Third, enterprises assemble innovation teams. Innovation teams are typically set up to maximize diversity in expertise and knowledge. However, heterogeneous information sets, heterogeneous cognitive structures, and heterogeneous goals – in innovation teams – create representational gaps that impede successful strategic problem formulation. The success of strategy formulation is measured by comprehensiveness and relevance. As such, research suggests that innovation teams – characterized by diversity in expertise and knowledge – achieve comprehensiveness and relevance when team members are able to constructively challenge each others’ opinions and ideas in such way that individual team members are able to engage in less biased information processing to achieve a multifaceted understanding of the problem at hand[4].

To this end, AI can make a third significant contribution to innovation: AI can be developed to support collaboration dynamics to foster effective problem formulation in innovation teams. For instance, in a study of routines at a fast-growing retail enterprise operating a chain of approximately 400 stores geographically dispersed nationwide, Scott Sonenshein[5] discovered how this enterprise used routines to establish a clear organizational identity and foster creativity across all the stores. That is, customers can walk into any store in any geographical location and instantly recognize the brand, and yet the customer gets a unique shopping experience that can only be found in that particular store. The retail enterprise achieves this by establishing a set of routines that guides store employees which actions are to be standardized (e.g. the jewelry display should be placed at the front of the store) and which actions they have the freedom to express their creativity (e.g. there is no restriction on which pieces of jewelry to be displayed and how they are to be displayed).

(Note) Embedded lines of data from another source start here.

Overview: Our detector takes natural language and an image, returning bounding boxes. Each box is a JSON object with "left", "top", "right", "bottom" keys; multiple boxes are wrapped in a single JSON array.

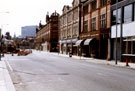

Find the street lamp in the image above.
[{"left": 115, "top": 0, "right": 118, "bottom": 65}]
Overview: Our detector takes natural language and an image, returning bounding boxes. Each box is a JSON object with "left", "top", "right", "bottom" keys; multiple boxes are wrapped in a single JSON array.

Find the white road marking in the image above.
[{"left": 4, "top": 60, "right": 14, "bottom": 72}]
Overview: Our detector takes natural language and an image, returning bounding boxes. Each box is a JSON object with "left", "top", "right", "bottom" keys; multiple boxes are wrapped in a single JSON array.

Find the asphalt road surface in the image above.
[{"left": 4, "top": 51, "right": 135, "bottom": 91}]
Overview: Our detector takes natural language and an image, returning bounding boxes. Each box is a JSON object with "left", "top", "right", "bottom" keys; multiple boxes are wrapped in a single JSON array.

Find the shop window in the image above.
[
  {"left": 91, "top": 17, "right": 96, "bottom": 31},
  {"left": 100, "top": 14, "right": 106, "bottom": 29},
  {"left": 124, "top": 4, "right": 133, "bottom": 23},
  {"left": 128, "top": 41, "right": 131, "bottom": 54},
  {"left": 124, "top": 41, "right": 135, "bottom": 54}
]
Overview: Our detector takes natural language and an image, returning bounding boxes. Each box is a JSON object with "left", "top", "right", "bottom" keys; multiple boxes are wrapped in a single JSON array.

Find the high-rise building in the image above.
[{"left": 21, "top": 26, "right": 37, "bottom": 38}]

In sum, I believe that AI offers an opportunity for us to innovate like never before, to create new value not only for enterprises but, more importantly, for society at large. Specifically, I believe that new AI technologies should be designed to help innovators gain new insights into identifying the right kind of problems to be pursued by innovators, and in so doing, create new value for each and every individual in an organization, a community, and throughout society.

[1] Getzels, J. W., & Csikszentmihalyi, M. (1976). The Creative Vision: A Longitudinal Study of Problem Finding in Art (New York, NY: Wiley)
[2] Russo, J. E. Carlson, K. A., Meloy, M. G., & Yong, K. (2008). The goal of consistency as a cause of information distortion. Journal of Experimental Psychology: General, 137(3): 456-470.
[3]Baer, M., Dirks, K. T., & Nickerson, J. A. 2013. Microfoundations of strategic problem formulation. Strategic Management Journal, 26: 691-712.
[4]Yong, K., Sauer, S. J., & Mannix, E. A. (2014).  Conflict and creativity in interdisciplinary teams. Small Group Research, 45(3): 266-289.
[5]Sonenshein, S. (2016). Routines and creativity: From dualism to duality. Organization Science, 27(3): 739-758.